By placing the promise of Mary’s sinlessness in the Garden, Pius definitively altered the usual perspective on what predestination means. Unlike both Protestant and Catholic views of predestination in the Augustinian tradition (which tends to see predestination in terms of the fate of the individual soul at the end of time), recent Catholic mariological thought picks up on Pius IX’s salvation-historical perspective by interpreting Mary’s predestined status to be the mother of the Lord as part of God’s wider intentions for the world. For example, in his essay “The Sign of the Woman,” located in his book Mary: The Church at the Source (coauthored with Hans Urs von Balthasar), Cardinal Ratzinger speaks this way:
The Fathers saw God’s words of punishment to the serpent after the Fall as a first promise of the Redeemer—an allusion to the Descendent [Seed, Offspring] that bruises the serpent’s head. There has never been a moment in history without a gospel. At the very moment of the Fall, the promise also begins. The Fathers also attached importance to the fact that Christology and Mariology are inseparably interwoven already from this primordial beginning. The first promise of Christ, which stands in a chiaroscuro and which only the light to come finally deciphers, is a promise to and through the woman. (emphases added)

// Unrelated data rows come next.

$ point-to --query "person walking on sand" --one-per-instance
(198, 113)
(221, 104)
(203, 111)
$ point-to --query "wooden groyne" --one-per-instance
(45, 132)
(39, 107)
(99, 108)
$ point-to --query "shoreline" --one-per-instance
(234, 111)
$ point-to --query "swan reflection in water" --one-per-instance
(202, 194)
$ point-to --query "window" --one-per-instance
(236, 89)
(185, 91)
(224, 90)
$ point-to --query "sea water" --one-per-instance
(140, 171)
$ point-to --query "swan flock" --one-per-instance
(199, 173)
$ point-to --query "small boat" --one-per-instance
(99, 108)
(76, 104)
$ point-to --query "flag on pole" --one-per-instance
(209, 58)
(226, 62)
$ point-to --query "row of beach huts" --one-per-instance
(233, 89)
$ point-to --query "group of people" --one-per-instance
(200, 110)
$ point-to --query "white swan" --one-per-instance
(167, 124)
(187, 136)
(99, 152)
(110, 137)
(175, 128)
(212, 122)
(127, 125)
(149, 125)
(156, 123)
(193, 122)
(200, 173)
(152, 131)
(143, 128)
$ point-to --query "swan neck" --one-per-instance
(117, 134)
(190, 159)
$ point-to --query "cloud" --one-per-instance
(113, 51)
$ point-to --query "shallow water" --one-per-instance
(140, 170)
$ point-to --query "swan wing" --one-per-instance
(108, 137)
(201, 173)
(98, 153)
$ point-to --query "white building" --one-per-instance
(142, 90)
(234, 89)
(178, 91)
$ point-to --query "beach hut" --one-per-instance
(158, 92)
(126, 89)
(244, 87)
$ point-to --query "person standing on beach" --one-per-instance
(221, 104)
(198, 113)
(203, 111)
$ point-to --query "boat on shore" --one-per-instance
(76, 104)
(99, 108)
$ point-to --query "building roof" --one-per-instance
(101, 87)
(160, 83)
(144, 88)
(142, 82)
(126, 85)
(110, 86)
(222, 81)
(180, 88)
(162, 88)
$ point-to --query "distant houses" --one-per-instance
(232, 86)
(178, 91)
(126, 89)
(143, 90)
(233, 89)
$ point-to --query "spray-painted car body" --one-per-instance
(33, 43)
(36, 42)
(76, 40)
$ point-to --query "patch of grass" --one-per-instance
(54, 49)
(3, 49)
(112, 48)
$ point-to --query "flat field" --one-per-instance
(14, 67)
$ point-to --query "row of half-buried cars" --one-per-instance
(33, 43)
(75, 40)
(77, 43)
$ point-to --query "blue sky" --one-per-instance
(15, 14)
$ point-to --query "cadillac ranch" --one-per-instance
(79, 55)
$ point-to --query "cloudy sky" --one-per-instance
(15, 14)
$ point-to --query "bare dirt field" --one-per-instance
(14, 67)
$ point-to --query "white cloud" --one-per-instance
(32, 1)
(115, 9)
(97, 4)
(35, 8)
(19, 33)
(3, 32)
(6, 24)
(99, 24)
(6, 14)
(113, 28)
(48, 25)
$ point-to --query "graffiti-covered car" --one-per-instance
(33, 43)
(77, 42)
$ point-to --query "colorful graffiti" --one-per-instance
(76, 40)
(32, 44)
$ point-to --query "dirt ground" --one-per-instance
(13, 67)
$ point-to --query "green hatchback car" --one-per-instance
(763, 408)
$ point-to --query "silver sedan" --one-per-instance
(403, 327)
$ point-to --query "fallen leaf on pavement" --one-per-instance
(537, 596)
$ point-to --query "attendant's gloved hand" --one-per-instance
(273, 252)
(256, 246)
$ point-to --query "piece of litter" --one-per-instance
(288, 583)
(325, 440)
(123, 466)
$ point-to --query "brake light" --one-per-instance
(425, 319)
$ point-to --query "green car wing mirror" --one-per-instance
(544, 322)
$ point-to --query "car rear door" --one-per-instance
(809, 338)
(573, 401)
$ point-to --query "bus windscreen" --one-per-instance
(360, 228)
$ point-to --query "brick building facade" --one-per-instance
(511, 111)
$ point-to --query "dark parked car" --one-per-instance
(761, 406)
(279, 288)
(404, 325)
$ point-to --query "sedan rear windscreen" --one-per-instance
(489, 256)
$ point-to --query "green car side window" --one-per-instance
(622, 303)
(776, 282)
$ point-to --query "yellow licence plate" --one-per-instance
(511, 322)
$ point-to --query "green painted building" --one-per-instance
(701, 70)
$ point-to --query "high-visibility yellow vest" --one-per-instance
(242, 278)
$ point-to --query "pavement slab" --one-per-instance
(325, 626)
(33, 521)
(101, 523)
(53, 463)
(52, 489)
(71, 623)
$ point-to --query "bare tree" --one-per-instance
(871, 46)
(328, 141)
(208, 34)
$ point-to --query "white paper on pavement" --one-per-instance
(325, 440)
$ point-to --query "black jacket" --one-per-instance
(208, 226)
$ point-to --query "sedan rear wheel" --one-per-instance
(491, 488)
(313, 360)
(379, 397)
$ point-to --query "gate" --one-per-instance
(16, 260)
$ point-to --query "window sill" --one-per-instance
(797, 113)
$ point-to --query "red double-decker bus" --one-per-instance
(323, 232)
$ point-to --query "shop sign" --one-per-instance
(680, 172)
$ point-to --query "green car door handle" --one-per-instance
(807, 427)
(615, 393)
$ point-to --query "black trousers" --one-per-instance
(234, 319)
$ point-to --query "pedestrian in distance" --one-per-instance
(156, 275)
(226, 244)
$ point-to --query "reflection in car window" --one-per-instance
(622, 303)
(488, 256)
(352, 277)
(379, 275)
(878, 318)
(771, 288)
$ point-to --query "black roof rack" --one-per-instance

In other words, Mary is wholly enclosed within the biblical narrative of God’s dispensation to his people, an insight deftly caught by Dante when he places on the lips of St. Bernard of Clairvaux this address to Mary: “Virgin Mother, daughter of your Son” (Paradiso), a coinage that forms a nice chiasmus to another of her titles, “Mother of God.”
. . .
But if, as part of its logic, the cross itself is made possible only through Mary’s consent at the Annunciation (which Luke clearly holds), then the implications of the denial of the dogma of the Immaculate Conception should become clear. For such a denial would then make our very salvation dependent on Mary’s free will operating independent of grace. Her Yes to God would have had to have been made, even if ever so slightly, under her own power, which would have the intolerable implication of making the entire drama of salvation hinge on a human work—the very apogee of Pelagianism.